Another electric sign indicates how many spots are available on each floor. There are also LED lights above each parking spot. A red light indicates that a car is in the spot while a green light means that the spot is open.
The light, which can be seen from hundreds of yards away, is a critical feature, said Dale Fowler, president of Indect. Many times people overlook available spots. In fact, Fowler said that most institutions have enough parking for everyone but spots—sometimes thousands of them—are simply being missed. The lights help ensure that every spot is being used.
It's not just New Hanover dealing with this problem. A study released last year by transport analytics firm Inrix found that drivers in the U.S. spend an average of 17 hours a year searching for spots on streets, in lots or in garages. That results in an estimated $345 per driver in wasted time, fuel and emissions per year.
Fowler said his company's technology can lift a garage's occupancy rate to 100%. It can also make garages more cost-effective. After all, every parking spot in a new garage costs roughly $30,000. It costs about $400 to put a sensor over a parking spot.
"I'm sure (hospitals) have better things to do with millions of dollars than build more parking garages. It is a better use of their capital to use what they have more efficiently," Fowler said.
New Hanover also installed blue lights to indicate handicapped-accessible parking and pink lights to indicate spots where staff can charge electric vehicles.
The staff is thrilled with the changes, Walsh said. "I've built a lot of things in my career—I've never had so many people be so positive about a parking garage. Everyone is so satisfied because they know they are going to find a space and they know exactly where the space is." Patients say it's also easier to find a spot now that fewer employees are parking in the other lots. Walsh said that some employees were initially concerned about the garage's location. It's across the street from the hospital campus, and a skybridge was installed to connect the two.

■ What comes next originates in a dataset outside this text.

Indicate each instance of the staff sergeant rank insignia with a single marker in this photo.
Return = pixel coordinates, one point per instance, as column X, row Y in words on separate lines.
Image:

"There was a bit of apprehension (from employees) that they might have to walk farther, but that was quickly overcome by the easy ability to find a spot and know they had a spot," he said.
The hospital is considering installing the Indect technology in other lots across its campus and in future lots.
Fowler said hospitals are a growing part of Indect's business portfolio. In addition to New Hanover, the company has installed its technology at the Mayo Clinic and Texas Medical Center's Children's Hospital. That's not surprising, considering the industry's increased efforts to satisfy its consumers. "We traditionally haven't done a lot of healthcare, but it's an area we have seen grow quite quickly over the last 12 months," he said.
Fowler's healthcare clients see it as an opportunity to improve the patient and the employee experience. "People going to a hospital are usually very stressed, and they are in a hurry, generally. This is a way to make the experience smoother for everyone."